= James Fontaine =

James Fontaine or James Fountaine (c. 1757–1790) was an officer who served in American Revolutionary War and the Northwest Indian War.

James Fontaine is believed to have been born in Hanover County, Virginia in about 1757. At an early age he entered on a military career, becoming a member of the first expert rifle company raised in Buckingham District, Virginia, for the defense of the colony in 1775. Later this company was attached to the 2nd Virginia Regiment, October 21, 1775. He served until March 1776, near Williamsburg, Virginia.

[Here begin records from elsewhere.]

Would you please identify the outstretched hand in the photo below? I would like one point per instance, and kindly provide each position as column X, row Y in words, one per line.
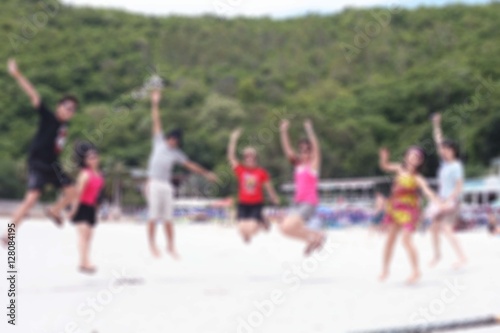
column 12, row 67
column 384, row 153
column 284, row 125
column 308, row 124
column 212, row 177
column 236, row 133
column 156, row 96
column 436, row 118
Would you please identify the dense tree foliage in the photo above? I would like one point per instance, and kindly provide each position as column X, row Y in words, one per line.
column 366, row 77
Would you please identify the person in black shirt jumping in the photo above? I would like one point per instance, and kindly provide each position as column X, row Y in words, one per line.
column 45, row 148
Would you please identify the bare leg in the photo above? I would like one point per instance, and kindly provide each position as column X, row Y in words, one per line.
column 29, row 201
column 85, row 236
column 169, row 231
column 435, row 231
column 388, row 250
column 293, row 226
column 248, row 229
column 67, row 196
column 152, row 239
column 450, row 234
column 412, row 253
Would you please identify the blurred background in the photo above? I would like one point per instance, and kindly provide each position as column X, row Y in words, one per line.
column 368, row 77
column 369, row 73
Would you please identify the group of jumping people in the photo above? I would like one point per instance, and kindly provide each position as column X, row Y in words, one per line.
column 402, row 212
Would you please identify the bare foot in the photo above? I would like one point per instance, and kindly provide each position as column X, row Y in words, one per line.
column 316, row 244
column 155, row 252
column 173, row 253
column 434, row 262
column 266, row 225
column 414, row 278
column 54, row 217
column 383, row 276
column 87, row 269
column 247, row 239
column 460, row 264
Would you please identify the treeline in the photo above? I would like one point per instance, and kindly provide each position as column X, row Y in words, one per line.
column 366, row 77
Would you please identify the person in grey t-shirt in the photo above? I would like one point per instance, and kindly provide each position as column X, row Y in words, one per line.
column 450, row 179
column 160, row 194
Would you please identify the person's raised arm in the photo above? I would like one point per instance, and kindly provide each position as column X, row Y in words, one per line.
column 285, row 140
column 196, row 168
column 231, row 149
column 311, row 136
column 23, row 82
column 155, row 112
column 437, row 133
column 384, row 162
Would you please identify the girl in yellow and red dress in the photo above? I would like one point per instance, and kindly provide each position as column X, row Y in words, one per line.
column 403, row 208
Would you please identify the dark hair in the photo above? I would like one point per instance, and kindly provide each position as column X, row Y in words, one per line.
column 82, row 148
column 68, row 98
column 422, row 152
column 305, row 141
column 453, row 146
column 176, row 134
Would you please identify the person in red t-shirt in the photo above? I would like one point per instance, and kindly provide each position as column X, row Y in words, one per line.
column 252, row 180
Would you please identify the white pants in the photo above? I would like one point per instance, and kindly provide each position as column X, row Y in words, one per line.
column 160, row 197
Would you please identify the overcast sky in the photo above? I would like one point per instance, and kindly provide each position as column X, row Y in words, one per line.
column 273, row 8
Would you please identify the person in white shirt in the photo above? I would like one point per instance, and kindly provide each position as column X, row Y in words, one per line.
column 450, row 182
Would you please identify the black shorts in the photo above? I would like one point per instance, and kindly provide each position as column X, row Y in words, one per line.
column 39, row 176
column 86, row 214
column 250, row 212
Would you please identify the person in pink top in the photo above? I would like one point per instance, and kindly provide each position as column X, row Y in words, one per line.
column 84, row 209
column 307, row 166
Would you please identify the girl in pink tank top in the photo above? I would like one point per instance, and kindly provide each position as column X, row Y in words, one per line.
column 84, row 210
column 307, row 163
column 306, row 185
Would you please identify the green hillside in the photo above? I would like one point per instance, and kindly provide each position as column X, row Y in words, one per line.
column 366, row 77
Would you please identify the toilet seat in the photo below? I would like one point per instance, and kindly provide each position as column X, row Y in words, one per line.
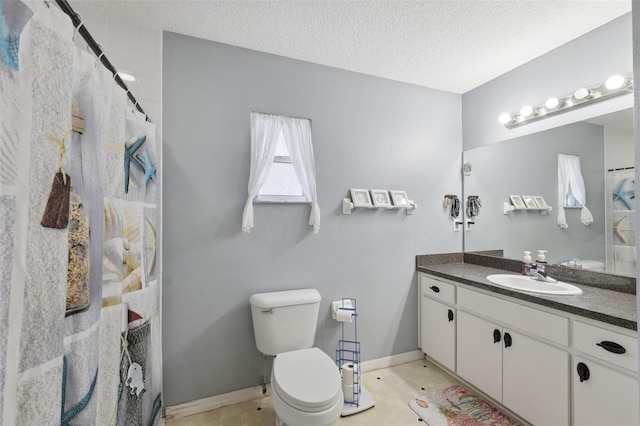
column 307, row 380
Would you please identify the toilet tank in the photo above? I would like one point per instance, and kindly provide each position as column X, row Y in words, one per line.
column 285, row 320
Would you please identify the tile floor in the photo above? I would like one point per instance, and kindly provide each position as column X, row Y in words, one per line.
column 392, row 389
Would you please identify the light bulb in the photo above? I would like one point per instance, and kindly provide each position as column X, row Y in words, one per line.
column 552, row 103
column 505, row 118
column 526, row 111
column 582, row 93
column 615, row 82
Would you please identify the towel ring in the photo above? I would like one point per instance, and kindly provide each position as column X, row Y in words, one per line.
column 78, row 27
column 98, row 60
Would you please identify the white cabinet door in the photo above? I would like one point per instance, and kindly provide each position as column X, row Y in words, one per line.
column 535, row 380
column 438, row 332
column 606, row 397
column 479, row 355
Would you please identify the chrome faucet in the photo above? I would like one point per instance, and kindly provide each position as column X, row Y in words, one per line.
column 538, row 272
column 573, row 263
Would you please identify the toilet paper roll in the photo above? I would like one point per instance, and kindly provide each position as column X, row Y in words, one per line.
column 349, row 373
column 348, row 391
column 344, row 315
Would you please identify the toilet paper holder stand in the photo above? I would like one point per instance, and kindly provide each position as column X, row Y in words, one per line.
column 356, row 396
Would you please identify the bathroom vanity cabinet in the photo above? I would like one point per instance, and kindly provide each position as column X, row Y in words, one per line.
column 526, row 356
column 438, row 328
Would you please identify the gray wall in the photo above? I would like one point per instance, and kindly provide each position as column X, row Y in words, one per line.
column 635, row 10
column 530, row 165
column 587, row 60
column 367, row 132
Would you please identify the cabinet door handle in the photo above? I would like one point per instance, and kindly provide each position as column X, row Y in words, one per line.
column 583, row 371
column 611, row 347
column 507, row 340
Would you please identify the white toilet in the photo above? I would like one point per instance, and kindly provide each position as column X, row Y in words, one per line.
column 306, row 388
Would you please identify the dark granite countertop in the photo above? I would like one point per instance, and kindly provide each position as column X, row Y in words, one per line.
column 609, row 306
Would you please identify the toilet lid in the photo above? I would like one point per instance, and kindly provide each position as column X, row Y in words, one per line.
column 306, row 379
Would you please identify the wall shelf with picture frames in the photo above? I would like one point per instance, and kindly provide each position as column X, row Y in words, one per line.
column 526, row 203
column 381, row 199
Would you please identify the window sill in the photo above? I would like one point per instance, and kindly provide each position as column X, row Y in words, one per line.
column 280, row 200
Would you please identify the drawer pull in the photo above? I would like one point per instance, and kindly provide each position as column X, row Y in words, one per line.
column 583, row 371
column 612, row 347
column 507, row 340
column 497, row 336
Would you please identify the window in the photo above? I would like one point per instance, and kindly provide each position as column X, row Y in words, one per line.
column 282, row 165
column 282, row 184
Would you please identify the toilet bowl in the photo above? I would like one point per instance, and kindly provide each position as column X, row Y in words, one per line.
column 306, row 388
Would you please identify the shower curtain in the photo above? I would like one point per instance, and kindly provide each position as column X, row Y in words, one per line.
column 620, row 236
column 60, row 365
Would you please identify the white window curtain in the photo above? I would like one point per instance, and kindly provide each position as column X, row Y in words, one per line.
column 570, row 180
column 297, row 135
column 265, row 129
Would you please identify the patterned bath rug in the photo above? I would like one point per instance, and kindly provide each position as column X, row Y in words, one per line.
column 455, row 406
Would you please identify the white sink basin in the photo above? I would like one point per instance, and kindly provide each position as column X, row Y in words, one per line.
column 525, row 283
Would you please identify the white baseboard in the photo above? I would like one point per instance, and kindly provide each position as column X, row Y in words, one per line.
column 211, row 403
column 248, row 394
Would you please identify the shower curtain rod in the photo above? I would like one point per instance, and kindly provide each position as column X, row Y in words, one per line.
column 97, row 49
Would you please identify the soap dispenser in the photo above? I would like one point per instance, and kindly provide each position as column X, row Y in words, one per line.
column 526, row 263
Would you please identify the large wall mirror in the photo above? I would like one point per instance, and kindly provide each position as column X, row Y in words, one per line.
column 528, row 165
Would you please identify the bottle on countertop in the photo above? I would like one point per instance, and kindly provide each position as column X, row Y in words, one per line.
column 526, row 263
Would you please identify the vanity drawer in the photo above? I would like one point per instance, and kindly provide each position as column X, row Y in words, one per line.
column 534, row 321
column 593, row 340
column 438, row 290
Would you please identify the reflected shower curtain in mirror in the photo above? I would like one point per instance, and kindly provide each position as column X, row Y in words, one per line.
column 571, row 190
column 620, row 222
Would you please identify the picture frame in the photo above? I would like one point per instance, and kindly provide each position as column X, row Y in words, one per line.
column 517, row 202
column 530, row 202
column 540, row 202
column 380, row 198
column 360, row 197
column 399, row 198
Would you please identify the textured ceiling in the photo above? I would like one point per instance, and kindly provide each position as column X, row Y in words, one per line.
column 448, row 45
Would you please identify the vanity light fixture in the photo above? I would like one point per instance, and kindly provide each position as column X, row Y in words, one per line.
column 614, row 86
column 552, row 103
column 582, row 93
column 615, row 82
column 527, row 112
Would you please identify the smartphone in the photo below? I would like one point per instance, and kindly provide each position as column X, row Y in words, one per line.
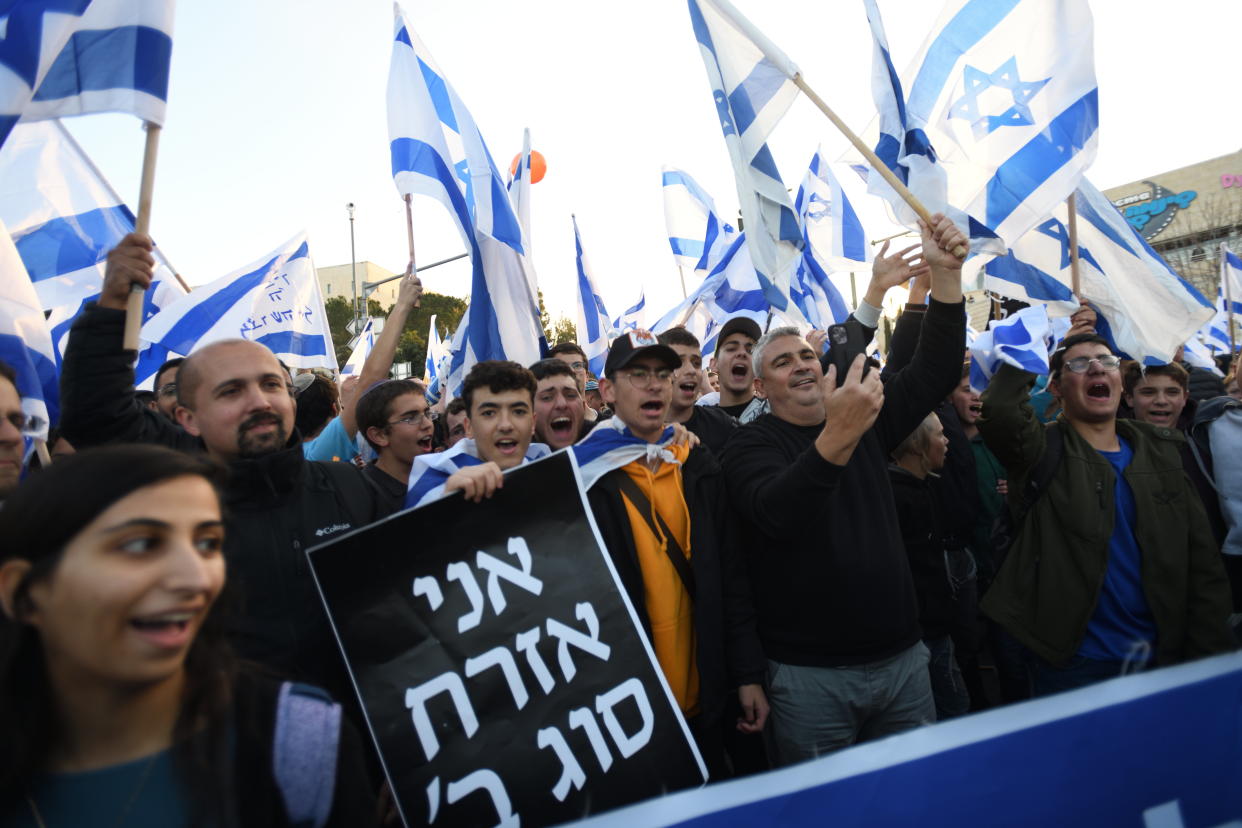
column 845, row 343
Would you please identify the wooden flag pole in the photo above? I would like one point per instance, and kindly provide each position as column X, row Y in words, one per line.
column 142, row 225
column 409, row 232
column 1076, row 281
column 878, row 165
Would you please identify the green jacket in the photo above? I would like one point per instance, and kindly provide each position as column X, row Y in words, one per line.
column 1050, row 582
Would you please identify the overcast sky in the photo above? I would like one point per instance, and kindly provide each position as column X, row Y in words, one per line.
column 276, row 121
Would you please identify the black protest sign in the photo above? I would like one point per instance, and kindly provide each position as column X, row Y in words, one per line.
column 502, row 672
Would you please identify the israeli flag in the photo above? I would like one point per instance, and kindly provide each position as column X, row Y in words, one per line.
column 1231, row 279
column 353, row 366
column 1143, row 304
column 430, row 472
column 1005, row 92
column 697, row 235
column 1022, row 340
column 632, row 318
column 116, row 60
column 591, row 313
column 753, row 88
column 63, row 217
column 439, row 152
column 25, row 343
column 611, row 445
column 275, row 302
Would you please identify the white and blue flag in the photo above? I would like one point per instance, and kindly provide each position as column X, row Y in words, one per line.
column 1231, row 281
column 430, row 472
column 753, row 88
column 116, row 60
column 439, row 152
column 275, row 302
column 611, row 445
column 1024, row 340
column 594, row 317
column 1004, row 97
column 363, row 346
column 1143, row 304
column 25, row 343
column 65, row 217
column 697, row 235
column 634, row 317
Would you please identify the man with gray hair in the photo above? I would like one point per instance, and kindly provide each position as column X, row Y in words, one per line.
column 836, row 605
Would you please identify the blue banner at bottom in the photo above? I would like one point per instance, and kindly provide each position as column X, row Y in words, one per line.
column 1155, row 750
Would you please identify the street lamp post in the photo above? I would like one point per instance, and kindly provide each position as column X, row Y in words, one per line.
column 353, row 262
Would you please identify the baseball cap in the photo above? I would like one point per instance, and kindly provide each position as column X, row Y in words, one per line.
column 738, row 325
column 634, row 344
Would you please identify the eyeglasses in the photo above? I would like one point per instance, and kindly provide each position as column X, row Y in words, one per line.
column 29, row 425
column 1107, row 363
column 641, row 378
column 415, row 420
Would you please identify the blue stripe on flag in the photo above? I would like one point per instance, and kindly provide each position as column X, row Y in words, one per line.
column 970, row 25
column 1028, row 168
column 127, row 57
column 292, row 342
column 73, row 242
column 199, row 319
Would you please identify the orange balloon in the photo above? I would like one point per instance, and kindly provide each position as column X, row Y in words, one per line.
column 538, row 165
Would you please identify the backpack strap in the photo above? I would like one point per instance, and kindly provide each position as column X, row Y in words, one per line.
column 304, row 747
column 676, row 555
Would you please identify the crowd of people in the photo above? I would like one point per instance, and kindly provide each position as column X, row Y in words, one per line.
column 821, row 551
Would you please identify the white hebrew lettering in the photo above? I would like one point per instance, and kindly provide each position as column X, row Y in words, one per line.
column 462, row 574
column 571, row 774
column 498, row 569
column 581, row 718
column 503, row 658
column 569, row 636
column 606, row 702
column 430, row 587
column 527, row 642
column 491, row 783
column 416, row 700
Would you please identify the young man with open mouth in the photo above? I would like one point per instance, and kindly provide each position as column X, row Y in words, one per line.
column 1114, row 566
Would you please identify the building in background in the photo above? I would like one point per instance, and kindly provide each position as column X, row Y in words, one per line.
column 1186, row 214
column 337, row 281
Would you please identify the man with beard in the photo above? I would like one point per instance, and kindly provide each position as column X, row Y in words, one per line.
column 1113, row 565
column 711, row 423
column 395, row 420
column 560, row 411
column 235, row 402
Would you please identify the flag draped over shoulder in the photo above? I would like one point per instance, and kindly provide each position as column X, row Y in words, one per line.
column 594, row 317
column 275, row 302
column 697, row 235
column 430, row 472
column 437, row 150
column 25, row 343
column 752, row 93
column 65, row 217
column 1002, row 96
column 1144, row 306
column 611, row 445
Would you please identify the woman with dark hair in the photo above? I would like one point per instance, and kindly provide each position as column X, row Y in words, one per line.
column 119, row 699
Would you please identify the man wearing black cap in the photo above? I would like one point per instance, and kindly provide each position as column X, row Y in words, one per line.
column 735, row 373
column 662, row 519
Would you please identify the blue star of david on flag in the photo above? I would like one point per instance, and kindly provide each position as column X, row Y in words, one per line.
column 1053, row 229
column 1005, row 77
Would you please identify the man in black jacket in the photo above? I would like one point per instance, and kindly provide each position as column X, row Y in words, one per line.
column 234, row 402
column 663, row 522
column 837, row 612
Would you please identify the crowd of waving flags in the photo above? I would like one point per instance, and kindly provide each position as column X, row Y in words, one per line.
column 994, row 122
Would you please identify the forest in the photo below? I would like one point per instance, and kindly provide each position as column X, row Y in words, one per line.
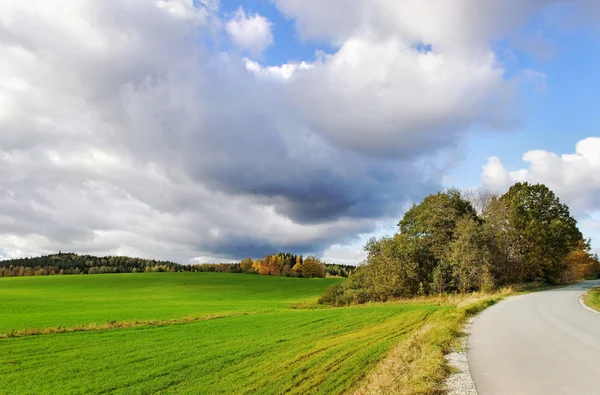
column 455, row 242
column 280, row 264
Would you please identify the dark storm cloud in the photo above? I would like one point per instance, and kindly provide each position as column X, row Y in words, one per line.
column 122, row 132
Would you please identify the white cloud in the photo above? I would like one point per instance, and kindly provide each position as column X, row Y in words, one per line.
column 121, row 131
column 575, row 178
column 250, row 32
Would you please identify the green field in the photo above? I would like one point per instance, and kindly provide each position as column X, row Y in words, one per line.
column 274, row 349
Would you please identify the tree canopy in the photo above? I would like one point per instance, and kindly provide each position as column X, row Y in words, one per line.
column 445, row 245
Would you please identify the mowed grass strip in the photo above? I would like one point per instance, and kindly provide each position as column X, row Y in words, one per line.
column 297, row 351
column 592, row 299
column 68, row 301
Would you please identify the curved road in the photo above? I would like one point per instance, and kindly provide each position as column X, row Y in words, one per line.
column 538, row 343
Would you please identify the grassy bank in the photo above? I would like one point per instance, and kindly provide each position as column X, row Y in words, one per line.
column 218, row 333
column 592, row 299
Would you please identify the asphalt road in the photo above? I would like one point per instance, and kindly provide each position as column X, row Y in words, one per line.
column 539, row 343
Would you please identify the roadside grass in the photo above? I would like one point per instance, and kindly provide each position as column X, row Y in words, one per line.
column 297, row 350
column 592, row 299
column 221, row 333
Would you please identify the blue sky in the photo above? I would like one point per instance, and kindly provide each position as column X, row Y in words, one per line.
column 200, row 117
column 558, row 110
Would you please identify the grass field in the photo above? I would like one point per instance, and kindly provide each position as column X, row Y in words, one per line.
column 51, row 301
column 272, row 349
column 592, row 299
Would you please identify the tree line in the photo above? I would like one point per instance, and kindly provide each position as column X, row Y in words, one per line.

Fontaine moved to Kentucky, where he served as major in the Northwest Indian War. In 1790 he served under General Josiah Harmar in a march northward from Cincinnati against the Miami, under the leadership of Little Turtle.

Fountaine was killed on October 22, 1790, at a battle variously known as Harmar's Defeat, Battle of the Maumee, Battle of Kekionga, or Battle of the Miami Towns. This occurred near the confluence of the St. Joseph River and St. Marys River forming the Maumee River, near modern Fort Wayne, Indiana. The Miami called it the "Battle of the Pumpkin Fields", because, after the battle, the scalped heads of the Americans reminded them of a pumpkin field.

Fountain County, Indiana was named in his honor.